Китаец ответил: "Вы мудрее своих друзей, мой дорогой господин, и потому менее нетерпеливы. Я рад этому."

"Это не ответ."

Чанг рассмеялся дергающимся, высоким смешком, настолько натянутым, что Кануэй распознал в нем то вежливое притворство будто бы вообразимой шутки с которым китайцы "сохраняют лицо" в неловких моментах. "Я уверен, нет никаких причин волноваться по этому поводу," последовал ответ, после паузы. "Без сомнения, в должный момент у нас будет возможность предоставить вам всю ту помощь в которой вы нуждаетесь. Как Вы сами представляете, существуют трудности, но если все мы будем подходить к вопросу благоразумно, и без чрезмерной спешки - "

"Я не предлагаю спешки. Я всего лишь добиваюсь информации о носильщиках."

"Конечно, мой дорогой господин, но это поднимает другой вопрос. Я очень сомневаюсь в том, что Вы без труда сможете найти людей желающих обязать себя подобным путешествием. Они врядли пойдут на то, чтобы покинуть свои дома в долине ради длинного и сложного пути вне ее."

"Их можно уговорить, или тогда, почему и куда они сопровождали Вас сегодняшним утром?"

"Сегодняшним утром? О, это совсем другой вопрос."

"В каком смысле? Не отправлялись ли Вы в путешествие когда я со своими друзьями случайно столкнулись с Вами?"

Ответа на вопрос не последовало, и тогда Кануэй продолжил более тихим голосом: "Я понимаю.

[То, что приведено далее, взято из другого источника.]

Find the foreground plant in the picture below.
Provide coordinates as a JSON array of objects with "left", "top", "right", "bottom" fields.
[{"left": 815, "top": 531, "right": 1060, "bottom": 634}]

Значит это не было случайной встречей. Я, кстати, все время об этом думал. То есть, Вы умышленно пришли перехватить нас. Что говорит о том, что вы должны были знать о нашем прибытии зараннее. И интересным вопросом является, Как?"

Посреди утонченного спокойствия сцены слова эти задели напряженную ноту. Огни фонариков освещали лицо китайца; оно было спокойно и каменно. Внезапно, легким движением руки Чанг нарушил напряжение; отодвигая шелковый гобелен, он раздрапировал окно ведущее на балкон. Затем, прикасаясь к руке Кануэйя, вывел его на холодный кристальный воздух. "Вы умны," сказал он мечтательно, "но не совсем правы. Потому я должен посоветовать Вам не тревожить Ваших друзей этими абстрактными дискуссиями. Поверте мне, здесь, в Шангри-Ла, ни Вам ни им никакая опасность не угрожает."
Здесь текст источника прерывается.